Security was tight as presidents and prime ministers arrived under cloudy skies. Downtown San Jose was sealed off and patrolled by 4,000 policemen, and the U.S. Secret Service supervised installation of a 2-inch-thick, 75-foot-long sheet of bulletproof glass in front of the National Museum for Saturday's inauguration of Democracy Plaza.
A Costa Rican security officer said the 4.5-ton security shield was mostly to protect Bush and President Virgilio Barco of Colombia, who has been marked for death by drug cartel leaders.
Panamanian leader Gen. Manuel Antonio Noriega wasn't invited to the summit. But in advertisements placed in San Jose's newspapers, provisional Panamanian President Francisco Ramirez told the leaders that democracy in Panama couldn't be considered without discussing U.S. economic and political pressure.
Costa Rican President Oscar Arias said all 18 popularly elected hemispheric leaders "will be capable of sitting down to discuss a common agenda" even though Bush refuses to negotiate directly with Ortega.

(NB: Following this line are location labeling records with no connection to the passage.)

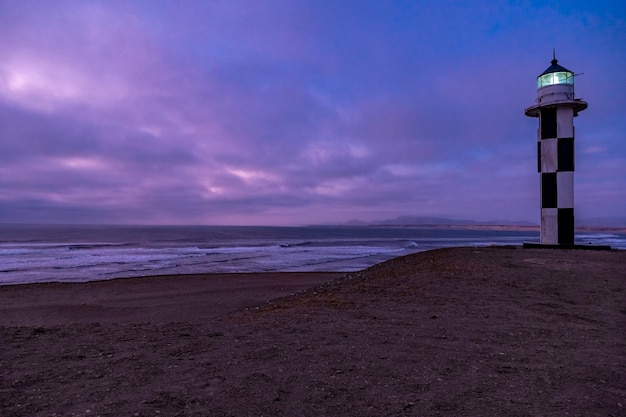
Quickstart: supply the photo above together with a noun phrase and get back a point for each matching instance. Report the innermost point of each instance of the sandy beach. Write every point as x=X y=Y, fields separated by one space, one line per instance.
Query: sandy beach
x=494 y=331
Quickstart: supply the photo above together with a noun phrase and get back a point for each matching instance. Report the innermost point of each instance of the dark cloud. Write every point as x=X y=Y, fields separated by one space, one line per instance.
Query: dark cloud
x=296 y=112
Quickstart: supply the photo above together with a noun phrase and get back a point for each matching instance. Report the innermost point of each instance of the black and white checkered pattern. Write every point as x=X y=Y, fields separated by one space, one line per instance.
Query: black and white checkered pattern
x=555 y=160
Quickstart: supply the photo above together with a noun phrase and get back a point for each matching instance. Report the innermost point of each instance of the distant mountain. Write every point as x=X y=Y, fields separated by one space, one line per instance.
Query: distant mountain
x=433 y=220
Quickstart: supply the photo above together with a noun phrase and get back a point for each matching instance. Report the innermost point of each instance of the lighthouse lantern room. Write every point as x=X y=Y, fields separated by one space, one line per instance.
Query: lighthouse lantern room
x=556 y=107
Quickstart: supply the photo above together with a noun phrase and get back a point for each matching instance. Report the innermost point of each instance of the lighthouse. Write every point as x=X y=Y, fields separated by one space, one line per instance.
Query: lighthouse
x=556 y=107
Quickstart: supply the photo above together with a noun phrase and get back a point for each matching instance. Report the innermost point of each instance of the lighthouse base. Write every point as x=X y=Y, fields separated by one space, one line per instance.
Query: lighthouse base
x=531 y=245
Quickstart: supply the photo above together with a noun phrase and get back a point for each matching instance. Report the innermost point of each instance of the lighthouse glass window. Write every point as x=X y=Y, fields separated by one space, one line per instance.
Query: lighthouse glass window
x=555 y=78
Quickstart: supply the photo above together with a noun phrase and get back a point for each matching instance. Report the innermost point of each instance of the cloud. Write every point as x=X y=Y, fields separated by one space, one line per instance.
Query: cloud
x=291 y=112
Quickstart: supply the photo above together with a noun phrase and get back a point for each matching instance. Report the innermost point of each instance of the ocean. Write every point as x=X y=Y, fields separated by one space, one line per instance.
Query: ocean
x=47 y=253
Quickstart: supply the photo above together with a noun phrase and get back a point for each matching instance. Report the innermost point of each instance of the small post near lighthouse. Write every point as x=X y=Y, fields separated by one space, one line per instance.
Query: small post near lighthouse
x=556 y=108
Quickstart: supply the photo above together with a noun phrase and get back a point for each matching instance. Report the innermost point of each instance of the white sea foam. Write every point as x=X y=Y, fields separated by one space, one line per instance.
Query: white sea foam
x=96 y=253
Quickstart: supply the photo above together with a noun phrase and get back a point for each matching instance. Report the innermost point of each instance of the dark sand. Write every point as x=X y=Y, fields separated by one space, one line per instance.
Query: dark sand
x=453 y=332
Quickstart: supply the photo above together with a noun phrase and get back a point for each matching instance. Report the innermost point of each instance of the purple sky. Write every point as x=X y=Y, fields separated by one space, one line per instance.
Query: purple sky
x=291 y=112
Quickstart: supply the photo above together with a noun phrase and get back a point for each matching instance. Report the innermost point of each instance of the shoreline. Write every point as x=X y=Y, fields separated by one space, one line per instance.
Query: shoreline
x=487 y=331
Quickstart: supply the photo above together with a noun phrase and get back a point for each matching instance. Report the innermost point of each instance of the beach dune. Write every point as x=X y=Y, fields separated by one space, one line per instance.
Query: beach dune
x=489 y=331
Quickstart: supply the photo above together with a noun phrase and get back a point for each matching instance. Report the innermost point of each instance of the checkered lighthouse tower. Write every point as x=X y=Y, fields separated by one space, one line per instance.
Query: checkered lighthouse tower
x=556 y=108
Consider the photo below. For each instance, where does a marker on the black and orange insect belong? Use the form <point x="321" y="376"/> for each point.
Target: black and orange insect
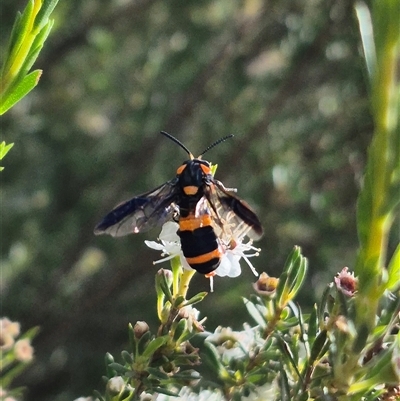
<point x="197" y="201"/>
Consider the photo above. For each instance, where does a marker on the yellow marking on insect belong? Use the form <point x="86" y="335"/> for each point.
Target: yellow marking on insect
<point x="191" y="223"/>
<point x="206" y="257"/>
<point x="190" y="189"/>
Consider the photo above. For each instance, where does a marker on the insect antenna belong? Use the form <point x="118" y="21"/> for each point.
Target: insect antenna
<point x="216" y="143"/>
<point x="177" y="142"/>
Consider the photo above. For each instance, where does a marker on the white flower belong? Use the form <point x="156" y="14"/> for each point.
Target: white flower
<point x="234" y="344"/>
<point x="23" y="350"/>
<point x="170" y="244"/>
<point x="186" y="394"/>
<point x="231" y="246"/>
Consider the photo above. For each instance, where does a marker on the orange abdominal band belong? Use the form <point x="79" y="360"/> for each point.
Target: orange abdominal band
<point x="191" y="223"/>
<point x="204" y="258"/>
<point x="190" y="190"/>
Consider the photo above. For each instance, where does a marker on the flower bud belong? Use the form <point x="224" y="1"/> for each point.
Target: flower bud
<point x="115" y="385"/>
<point x="140" y="328"/>
<point x="346" y="282"/>
<point x="23" y="350"/>
<point x="266" y="285"/>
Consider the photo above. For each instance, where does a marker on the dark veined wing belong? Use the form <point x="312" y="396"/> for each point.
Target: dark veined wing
<point x="141" y="213"/>
<point x="232" y="211"/>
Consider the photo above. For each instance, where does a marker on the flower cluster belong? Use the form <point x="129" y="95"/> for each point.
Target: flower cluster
<point x="232" y="248"/>
<point x="14" y="351"/>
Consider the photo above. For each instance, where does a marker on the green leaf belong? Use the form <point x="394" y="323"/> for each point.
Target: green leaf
<point x="127" y="357"/>
<point x="22" y="89"/>
<point x="178" y="301"/>
<point x="394" y="271"/>
<point x="18" y="34"/>
<point x="312" y="324"/>
<point x="367" y="37"/>
<point x="181" y="327"/>
<point x="98" y="395"/>
<point x="165" y="391"/>
<point x="318" y="346"/>
<point x="4" y="150"/>
<point x="118" y="368"/>
<point x="196" y="299"/>
<point x="255" y="313"/>
<point x="44" y="13"/>
<point x="154" y="345"/>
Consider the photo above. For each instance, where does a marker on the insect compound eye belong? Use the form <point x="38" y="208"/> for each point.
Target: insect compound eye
<point x="206" y="169"/>
<point x="180" y="169"/>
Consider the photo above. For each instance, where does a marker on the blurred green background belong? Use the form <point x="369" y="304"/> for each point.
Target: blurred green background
<point x="285" y="77"/>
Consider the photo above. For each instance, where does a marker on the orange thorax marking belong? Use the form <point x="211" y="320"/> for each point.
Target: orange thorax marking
<point x="190" y="190"/>
<point x="215" y="254"/>
<point x="191" y="223"/>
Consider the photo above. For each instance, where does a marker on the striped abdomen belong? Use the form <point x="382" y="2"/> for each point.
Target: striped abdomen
<point x="199" y="243"/>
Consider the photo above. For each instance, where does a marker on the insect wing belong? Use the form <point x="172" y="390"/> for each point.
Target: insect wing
<point x="231" y="210"/>
<point x="141" y="213"/>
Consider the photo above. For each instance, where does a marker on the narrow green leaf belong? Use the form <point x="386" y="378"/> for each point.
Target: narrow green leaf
<point x="393" y="282"/>
<point x="165" y="391"/>
<point x="98" y="395"/>
<point x="154" y="345"/>
<point x="312" y="324"/>
<point x="158" y="374"/>
<point x="196" y="299"/>
<point x="118" y="368"/>
<point x="4" y="148"/>
<point x="299" y="277"/>
<point x="178" y="301"/>
<point x="181" y="327"/>
<point x="44" y="13"/>
<point x="22" y="89"/>
<point x="18" y="33"/>
<point x="142" y="342"/>
<point x="255" y="313"/>
<point x="127" y="357"/>
<point x="213" y="359"/>
<point x="323" y="304"/>
<point x="367" y="37"/>
<point x="13" y="38"/>
<point x="318" y="346"/>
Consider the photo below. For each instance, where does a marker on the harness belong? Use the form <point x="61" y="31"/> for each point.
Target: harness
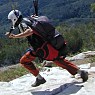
<point x="43" y="34"/>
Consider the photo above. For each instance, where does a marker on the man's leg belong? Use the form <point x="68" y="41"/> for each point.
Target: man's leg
<point x="71" y="68"/>
<point x="26" y="61"/>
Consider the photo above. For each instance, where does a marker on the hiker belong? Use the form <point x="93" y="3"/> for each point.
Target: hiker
<point x="46" y="44"/>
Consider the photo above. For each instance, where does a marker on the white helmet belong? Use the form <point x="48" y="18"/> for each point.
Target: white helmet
<point x="14" y="16"/>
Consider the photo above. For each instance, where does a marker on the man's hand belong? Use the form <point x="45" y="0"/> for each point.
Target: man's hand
<point x="7" y="33"/>
<point x="10" y="35"/>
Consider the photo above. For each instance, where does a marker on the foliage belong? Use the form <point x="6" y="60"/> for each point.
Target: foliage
<point x="11" y="51"/>
<point x="93" y="7"/>
<point x="79" y="37"/>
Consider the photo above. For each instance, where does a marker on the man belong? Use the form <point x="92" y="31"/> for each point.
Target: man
<point x="43" y="45"/>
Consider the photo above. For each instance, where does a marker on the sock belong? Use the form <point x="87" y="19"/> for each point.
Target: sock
<point x="39" y="76"/>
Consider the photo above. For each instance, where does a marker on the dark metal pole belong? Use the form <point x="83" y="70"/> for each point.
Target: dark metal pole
<point x="35" y="2"/>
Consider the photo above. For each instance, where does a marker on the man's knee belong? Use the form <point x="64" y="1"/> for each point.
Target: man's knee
<point x="27" y="58"/>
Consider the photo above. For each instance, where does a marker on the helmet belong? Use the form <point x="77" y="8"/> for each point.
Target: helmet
<point x="14" y="16"/>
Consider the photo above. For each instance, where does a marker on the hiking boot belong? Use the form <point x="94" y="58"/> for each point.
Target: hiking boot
<point x="38" y="82"/>
<point x="84" y="75"/>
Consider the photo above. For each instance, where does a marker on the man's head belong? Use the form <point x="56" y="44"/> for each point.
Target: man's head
<point x="15" y="16"/>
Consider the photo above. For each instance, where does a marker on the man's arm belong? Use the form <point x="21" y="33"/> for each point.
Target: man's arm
<point x="27" y="32"/>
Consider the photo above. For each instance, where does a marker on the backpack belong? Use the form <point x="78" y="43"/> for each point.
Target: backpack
<point x="46" y="31"/>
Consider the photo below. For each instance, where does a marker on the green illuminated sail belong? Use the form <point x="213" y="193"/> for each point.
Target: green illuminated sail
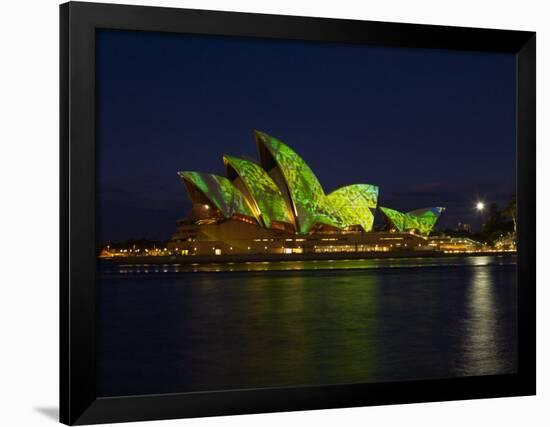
<point x="420" y="220"/>
<point x="266" y="198"/>
<point x="307" y="198"/>
<point x="354" y="203"/>
<point x="220" y="191"/>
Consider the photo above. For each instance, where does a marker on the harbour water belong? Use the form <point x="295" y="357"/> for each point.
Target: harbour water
<point x="165" y="329"/>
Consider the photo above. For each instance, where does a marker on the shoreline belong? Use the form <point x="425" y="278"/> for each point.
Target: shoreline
<point x="245" y="258"/>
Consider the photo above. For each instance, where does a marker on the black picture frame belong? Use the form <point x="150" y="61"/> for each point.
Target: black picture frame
<point x="78" y="401"/>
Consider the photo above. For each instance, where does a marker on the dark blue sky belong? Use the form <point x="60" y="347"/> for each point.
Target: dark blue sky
<point x="430" y="127"/>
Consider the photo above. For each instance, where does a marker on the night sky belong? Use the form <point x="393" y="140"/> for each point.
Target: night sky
<point x="429" y="127"/>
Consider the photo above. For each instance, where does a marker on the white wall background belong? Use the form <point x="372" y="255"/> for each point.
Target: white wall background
<point x="29" y="210"/>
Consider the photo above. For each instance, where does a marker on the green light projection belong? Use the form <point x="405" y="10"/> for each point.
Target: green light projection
<point x="267" y="197"/>
<point x="310" y="203"/>
<point x="354" y="203"/>
<point x="421" y="220"/>
<point x="295" y="196"/>
<point x="220" y="191"/>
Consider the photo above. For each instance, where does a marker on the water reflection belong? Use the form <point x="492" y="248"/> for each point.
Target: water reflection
<point x="480" y="346"/>
<point x="162" y="332"/>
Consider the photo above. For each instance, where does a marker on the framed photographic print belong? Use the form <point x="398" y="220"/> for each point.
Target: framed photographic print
<point x="272" y="213"/>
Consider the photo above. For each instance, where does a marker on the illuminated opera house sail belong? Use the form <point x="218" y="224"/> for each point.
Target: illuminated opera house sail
<point x="277" y="205"/>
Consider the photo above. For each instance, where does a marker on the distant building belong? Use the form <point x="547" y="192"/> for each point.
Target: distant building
<point x="279" y="206"/>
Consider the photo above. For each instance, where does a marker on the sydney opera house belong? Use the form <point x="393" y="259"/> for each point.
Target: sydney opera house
<point x="277" y="205"/>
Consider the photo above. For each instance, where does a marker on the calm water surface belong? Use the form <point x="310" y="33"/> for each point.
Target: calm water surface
<point x="165" y="329"/>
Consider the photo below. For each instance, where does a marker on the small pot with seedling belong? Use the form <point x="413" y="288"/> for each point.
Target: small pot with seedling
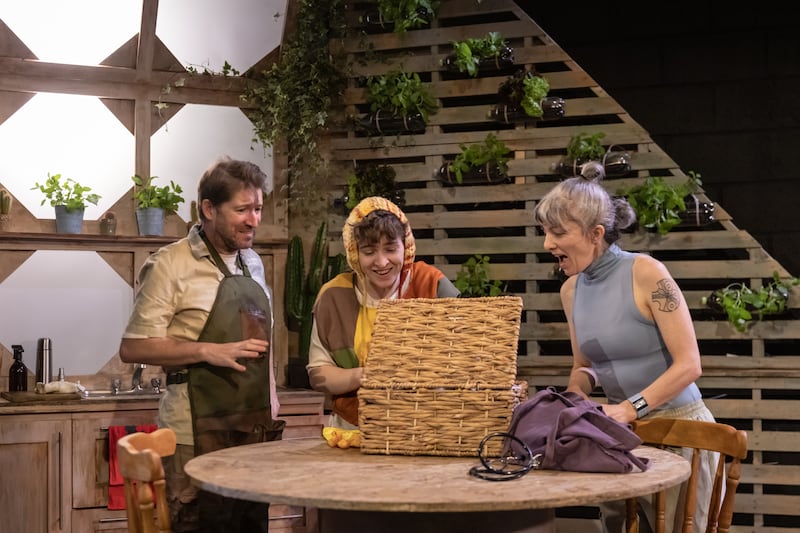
<point x="585" y="151"/>
<point x="523" y="98"/>
<point x="69" y="199"/>
<point x="399" y="17"/>
<point x="473" y="279"/>
<point x="660" y="206"/>
<point x="478" y="164"/>
<point x="473" y="55"/>
<point x="370" y="180"/>
<point x="742" y="305"/>
<point x="399" y="102"/>
<point x="153" y="203"/>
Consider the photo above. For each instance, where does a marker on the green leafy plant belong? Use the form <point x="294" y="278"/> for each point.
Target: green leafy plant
<point x="400" y="94"/>
<point x="525" y="89"/>
<point x="658" y="204"/>
<point x="407" y="14"/>
<point x="491" y="151"/>
<point x="5" y="202"/>
<point x="742" y="305"/>
<point x="147" y="195"/>
<point x="292" y="101"/>
<point x="69" y="193"/>
<point x="301" y="287"/>
<point x="473" y="279"/>
<point x="468" y="54"/>
<point x="373" y="180"/>
<point x="586" y="146"/>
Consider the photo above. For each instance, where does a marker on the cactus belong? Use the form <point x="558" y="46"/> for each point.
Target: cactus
<point x="301" y="288"/>
<point x="5" y="202"/>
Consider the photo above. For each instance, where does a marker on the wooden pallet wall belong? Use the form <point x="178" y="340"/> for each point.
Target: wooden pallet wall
<point x="750" y="379"/>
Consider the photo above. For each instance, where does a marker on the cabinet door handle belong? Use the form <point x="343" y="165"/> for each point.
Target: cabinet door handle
<point x="60" y="480"/>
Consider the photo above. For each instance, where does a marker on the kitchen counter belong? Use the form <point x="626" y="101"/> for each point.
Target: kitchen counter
<point x="291" y="400"/>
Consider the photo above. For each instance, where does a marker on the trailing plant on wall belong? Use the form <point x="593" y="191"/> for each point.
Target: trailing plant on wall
<point x="742" y="305"/>
<point x="293" y="99"/>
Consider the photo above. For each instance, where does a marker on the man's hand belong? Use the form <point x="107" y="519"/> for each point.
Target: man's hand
<point x="229" y="353"/>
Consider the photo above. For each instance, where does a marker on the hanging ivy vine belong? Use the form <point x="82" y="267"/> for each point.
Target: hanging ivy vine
<point x="292" y="100"/>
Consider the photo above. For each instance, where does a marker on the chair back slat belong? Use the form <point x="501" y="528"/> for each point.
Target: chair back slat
<point x="724" y="439"/>
<point x="139" y="456"/>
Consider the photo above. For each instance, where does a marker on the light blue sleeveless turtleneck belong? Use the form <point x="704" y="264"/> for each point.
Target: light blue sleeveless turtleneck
<point x="626" y="350"/>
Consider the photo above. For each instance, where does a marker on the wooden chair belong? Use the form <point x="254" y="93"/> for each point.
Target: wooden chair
<point x="139" y="457"/>
<point x="732" y="447"/>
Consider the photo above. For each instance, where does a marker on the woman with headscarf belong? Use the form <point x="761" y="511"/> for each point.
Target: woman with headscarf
<point x="381" y="252"/>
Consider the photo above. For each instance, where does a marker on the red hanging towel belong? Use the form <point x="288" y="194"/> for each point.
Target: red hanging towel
<point x="116" y="489"/>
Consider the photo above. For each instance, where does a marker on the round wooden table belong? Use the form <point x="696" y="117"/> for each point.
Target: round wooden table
<point x="396" y="488"/>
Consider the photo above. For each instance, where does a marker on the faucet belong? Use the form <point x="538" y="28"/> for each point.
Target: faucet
<point x="136" y="380"/>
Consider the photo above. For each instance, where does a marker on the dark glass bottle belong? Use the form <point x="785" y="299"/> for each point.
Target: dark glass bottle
<point x="18" y="373"/>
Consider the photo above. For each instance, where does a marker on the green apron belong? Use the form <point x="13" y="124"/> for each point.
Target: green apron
<point x="229" y="407"/>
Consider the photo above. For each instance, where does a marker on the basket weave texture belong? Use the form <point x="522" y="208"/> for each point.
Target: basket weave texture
<point x="440" y="375"/>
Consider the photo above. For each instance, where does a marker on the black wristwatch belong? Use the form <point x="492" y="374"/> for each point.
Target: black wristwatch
<point x="640" y="405"/>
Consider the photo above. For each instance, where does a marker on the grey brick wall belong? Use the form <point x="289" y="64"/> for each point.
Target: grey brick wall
<point x="717" y="89"/>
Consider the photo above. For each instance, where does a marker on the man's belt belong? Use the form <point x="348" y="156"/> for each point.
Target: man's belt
<point x="176" y="378"/>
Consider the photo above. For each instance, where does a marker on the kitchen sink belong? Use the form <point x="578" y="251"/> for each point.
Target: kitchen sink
<point x="110" y="394"/>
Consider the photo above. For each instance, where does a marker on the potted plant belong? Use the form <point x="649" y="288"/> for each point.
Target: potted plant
<point x="69" y="198"/>
<point x="300" y="293"/>
<point x="473" y="279"/>
<point x="585" y="148"/>
<point x="153" y="203"/>
<point x="482" y="163"/>
<point x="371" y="180"/>
<point x="741" y="304"/>
<point x="474" y="54"/>
<point x="400" y="16"/>
<point x="523" y="97"/>
<point x="5" y="209"/>
<point x="398" y="102"/>
<point x="661" y="206"/>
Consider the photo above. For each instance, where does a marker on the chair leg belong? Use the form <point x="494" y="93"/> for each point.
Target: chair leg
<point x="631" y="516"/>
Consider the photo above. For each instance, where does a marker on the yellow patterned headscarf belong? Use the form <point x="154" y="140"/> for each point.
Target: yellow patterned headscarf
<point x="365" y="207"/>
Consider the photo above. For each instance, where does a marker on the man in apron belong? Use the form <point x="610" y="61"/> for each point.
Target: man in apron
<point x="204" y="312"/>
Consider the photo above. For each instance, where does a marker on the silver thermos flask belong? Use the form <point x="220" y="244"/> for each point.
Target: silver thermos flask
<point x="44" y="361"/>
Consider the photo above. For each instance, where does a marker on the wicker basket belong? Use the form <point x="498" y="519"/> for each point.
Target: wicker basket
<point x="440" y="375"/>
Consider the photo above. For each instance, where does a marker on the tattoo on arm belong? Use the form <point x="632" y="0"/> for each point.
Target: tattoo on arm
<point x="666" y="296"/>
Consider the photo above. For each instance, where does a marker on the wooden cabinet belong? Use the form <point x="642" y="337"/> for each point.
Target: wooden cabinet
<point x="90" y="468"/>
<point x="35" y="461"/>
<point x="55" y="470"/>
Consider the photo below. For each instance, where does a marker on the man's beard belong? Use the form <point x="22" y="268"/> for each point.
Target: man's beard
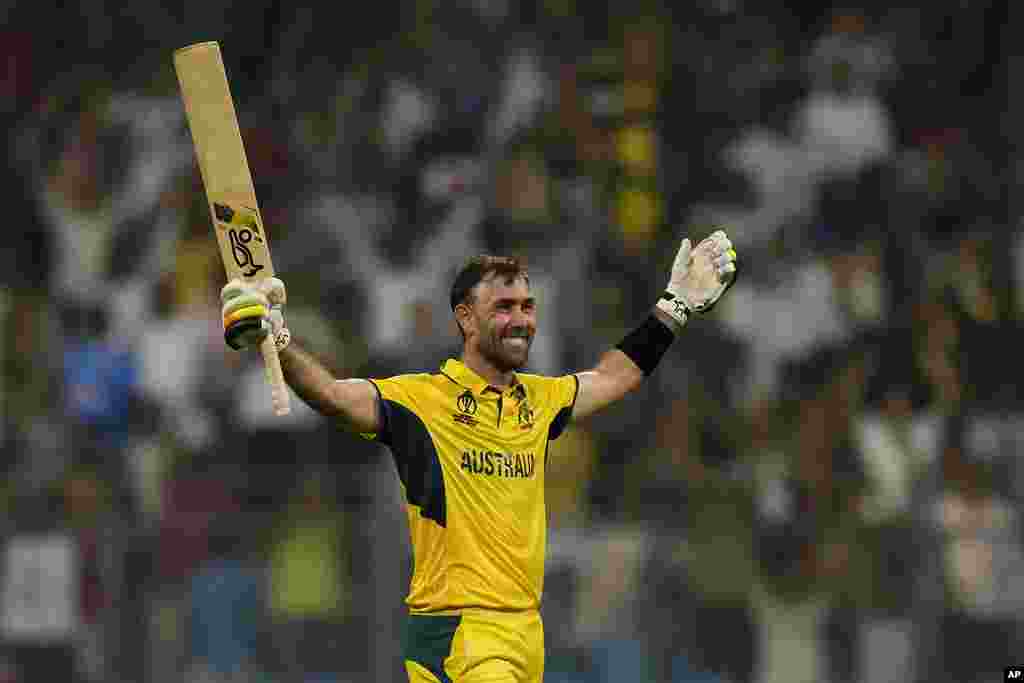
<point x="506" y="355"/>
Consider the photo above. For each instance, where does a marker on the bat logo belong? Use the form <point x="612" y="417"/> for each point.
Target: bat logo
<point x="243" y="255"/>
<point x="241" y="237"/>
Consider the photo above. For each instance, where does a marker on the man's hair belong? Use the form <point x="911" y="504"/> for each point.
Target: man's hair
<point x="478" y="268"/>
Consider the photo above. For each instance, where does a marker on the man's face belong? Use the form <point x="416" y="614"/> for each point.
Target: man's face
<point x="502" y="322"/>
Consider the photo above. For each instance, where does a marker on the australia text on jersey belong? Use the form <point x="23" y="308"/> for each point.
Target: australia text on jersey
<point x="506" y="465"/>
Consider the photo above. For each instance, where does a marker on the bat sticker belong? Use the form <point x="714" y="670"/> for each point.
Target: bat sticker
<point x="243" y="256"/>
<point x="240" y="238"/>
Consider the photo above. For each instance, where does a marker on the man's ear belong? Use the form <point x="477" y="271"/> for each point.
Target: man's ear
<point x="463" y="315"/>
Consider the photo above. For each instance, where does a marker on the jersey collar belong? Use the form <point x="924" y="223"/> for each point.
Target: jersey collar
<point x="459" y="373"/>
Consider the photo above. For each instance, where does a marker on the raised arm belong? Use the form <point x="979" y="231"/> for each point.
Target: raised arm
<point x="699" y="278"/>
<point x="351" y="401"/>
<point x="252" y="311"/>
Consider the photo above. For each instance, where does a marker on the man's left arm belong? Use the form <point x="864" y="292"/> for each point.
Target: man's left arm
<point x="699" y="278"/>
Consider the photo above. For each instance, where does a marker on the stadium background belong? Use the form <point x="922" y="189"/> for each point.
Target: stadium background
<point x="822" y="482"/>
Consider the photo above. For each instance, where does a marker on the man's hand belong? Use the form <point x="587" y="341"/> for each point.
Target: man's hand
<point x="699" y="276"/>
<point x="252" y="310"/>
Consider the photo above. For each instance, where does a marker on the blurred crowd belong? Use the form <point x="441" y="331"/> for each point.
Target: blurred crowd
<point x="819" y="484"/>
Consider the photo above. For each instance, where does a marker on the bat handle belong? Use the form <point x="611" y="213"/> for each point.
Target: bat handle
<point x="274" y="377"/>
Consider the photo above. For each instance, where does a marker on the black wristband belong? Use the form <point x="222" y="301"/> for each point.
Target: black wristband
<point x="647" y="344"/>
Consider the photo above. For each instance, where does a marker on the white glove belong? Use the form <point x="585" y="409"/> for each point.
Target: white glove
<point x="252" y="310"/>
<point x="699" y="276"/>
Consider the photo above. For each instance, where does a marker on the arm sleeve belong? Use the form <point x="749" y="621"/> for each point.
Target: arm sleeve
<point x="563" y="392"/>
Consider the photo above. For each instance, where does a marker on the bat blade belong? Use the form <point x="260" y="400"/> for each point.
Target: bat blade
<point x="220" y="152"/>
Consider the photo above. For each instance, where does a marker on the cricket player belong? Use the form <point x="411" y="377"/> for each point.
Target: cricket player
<point x="470" y="443"/>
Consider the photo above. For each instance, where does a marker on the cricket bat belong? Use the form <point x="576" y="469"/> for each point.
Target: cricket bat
<point x="228" y="183"/>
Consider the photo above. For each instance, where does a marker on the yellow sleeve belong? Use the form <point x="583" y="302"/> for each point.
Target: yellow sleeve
<point x="396" y="389"/>
<point x="562" y="392"/>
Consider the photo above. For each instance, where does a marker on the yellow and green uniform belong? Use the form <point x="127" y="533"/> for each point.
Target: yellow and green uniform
<point x="471" y="460"/>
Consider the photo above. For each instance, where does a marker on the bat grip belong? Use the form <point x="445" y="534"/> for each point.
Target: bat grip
<point x="274" y="377"/>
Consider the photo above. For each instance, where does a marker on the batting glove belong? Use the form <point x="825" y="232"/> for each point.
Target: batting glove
<point x="699" y="276"/>
<point x="252" y="310"/>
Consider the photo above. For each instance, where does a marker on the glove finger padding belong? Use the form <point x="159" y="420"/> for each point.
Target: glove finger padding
<point x="247" y="332"/>
<point x="712" y="271"/>
<point x="246" y="314"/>
<point x="699" y="276"/>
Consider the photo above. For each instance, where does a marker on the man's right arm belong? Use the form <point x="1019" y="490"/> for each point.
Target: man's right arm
<point x="253" y="310"/>
<point x="353" y="402"/>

Costa Rica "is no longer one of the few lonely democracies" in the Western Hemisphere, Bush said in his departure statement. "Indeed today there are only a few lonely holdouts against the sweep of democracy through the hemisphere."
Arias implicitly equated Ortega and Bush's status when he explained why he had not invited leaders of Chile, Panama, Cuba or Haiti. He referred to "those chosen by the majority will of their people." *****
2nd abortion veto
President Bush vetoed Friday a $4 billion bill for the District of Columbia that would have allowed local funds to be used to pay for abortions. "I informed Congress earlier that I would veto this bill if it contained funds to pay for abortion," Bush said in a statement handed to reporters as Air Force One landed in Costa Rica.
It was Bush's second veto of abortion-related legislation in the last week. On Saturday, Bush vetoed the $156.7 billion spending bill for the departments of Health and Human Services, Labor and Education because that bill allowed for the use of federal money to pay for abortions of victims of rape and incest.